И для Лены это плохо, заметил он, — почему именно, я не мог догадаться. Быть может, он опасался дурного примера. Девочка и без того вдосталь горевала и плакала над тряпичной куклой. Право же, Николас был наименее сентиментальным членом этой семьи.

— Отчего же она плачет? — спросил я.

— От жалости! — крикнул Герман.

Невозможно было раскусить этих женщин. Он делал вид, что понимает одну только миссис Герман. Она очень удручена и опасается…

— Чего же она опасается? — спросил я.

Он отвел глаза в сторону и не ответил на это. Невозможно их понять! Так, например, его племянница плакала о Фальке, а он, Герман, рад был бы свернуть ему шею, хотя… Он полагал, что у него слишком чувствительное сердце.

— Скажите откровенно, капитан, — спросил он наконец, — что вы думаете о вчерашней истории?

— Такие рассказы, — заметил я, — всегда бывают в значительной степени преувеличены.

И, не дав ему оправиться от изумления, я заверил его, что мне известны все подробности. Он попросил меня не повторять их. У него слишком чувствительное сердце. Он может заболеть от этого. Затем, уставившись на свои ноги, и говоря очень медленно, он высказал предположение, что ему не придется часто с ними встречаться после того, как они поженятся. Ибо ему и в самом деле невыносимо видеть Фалька. С другой стороны, смешно было везти на родину девушку, которой вскружили голову. Девушка — она все время плачет и не может помогать своей тетке!

— Теперь вам хватит одной каюты, когда вы поедете на родину, — сказал я.

— Да, я об этом подумал, — чуть ли не весело отозвался он. — Да! Я, жена, четверо детей — одной каюты хватит. Тогда как, если бы поехала племянница…

— А что думает об этом миссис Герман? — осведомился я.

Миссис Герман сомневалась, может ли такой человек сделать девушку счастливой, — она очень разочаровалась в капитане Фальке. Вчера она была очень расстроена.

Эти добрые люди, казалось, не способны были сохранить полученное впечатление в течение двенадцати часов.

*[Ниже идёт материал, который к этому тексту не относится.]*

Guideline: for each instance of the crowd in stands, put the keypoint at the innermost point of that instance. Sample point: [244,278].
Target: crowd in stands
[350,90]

Я заявил, что, лично зная Фалька, считаю его способным обеспечить счастье племянницы Германа. Он сказал, что рад это слышать и не замедлит сообщить жене. Тут выяснилась цель его визита. Он хотел, чтобы я помог ему возобновить сношения с Фальком. Его племянница, сказал он, выразила надежду, что я, по доброте своей, не откажусь исполнить эту просьбу. Он сам был явно в этом заинтересован, так как, хотя и забыл как будто девять десятых своих вчерашних суждений и негодующих возгласов, но, очевидно, опасался услышать «поворачивай направо кругом».

— Вы мне говорили, что он очень влюблен, — лукаво сказал он и простодушно подмигнул.

Как только он ушел, я сигналом вызвал на борт Фалька, — буксир все еще стоял на месте. Он выслушал меня спокойно и торжественно, словно все время надеялся, что звезды будут сражаться за него на путях своих.

Я увидел их еще раз вместе, один-единственный раз — на шканцах «Дианы». Герман, засучив рукава рубашки, сидел и курил, положив локоть на спинку стула. Миссис Герман одна занималась шитьем. Как только Фальк появился на палубе, племянница Германа, слегка зашуршав юбкой и дружески кивнув мне головой, проскользнула мимо моего стула.

Они встретились в сиянии солнца у грот-мачты. Он держал ее руки и глядел на них, а она смотрела на него своим открытым и словно невидящим взглядом. Мне казалось, что они сошлись вместе, как будто их влекла, притягивала друг к другу таинственная сила. Это была идеальная пара. В своем сером платье, облегавшем могучее тело, переполненная до краев жизнью, олимпийски торжественная и простая, она действительно была сиреной, способной околдовать этого мрачного мореплавателя, этого жестокого любовника пяти чувств. Издали я, казалось, ощущал ту мужественную силу, с какой он сжимал эти руки, протянутые ему с женственной готовностью. Лена, слегка бледная, нянчившая любимый комок грязного тряпья, бросилась к своему большому другу. И тогда, в сонном молчании доброго старого судна, прозвучал голос миссис Герман, такой изменившийся, что я круто повернулся, чтобы узнать, в чем дело.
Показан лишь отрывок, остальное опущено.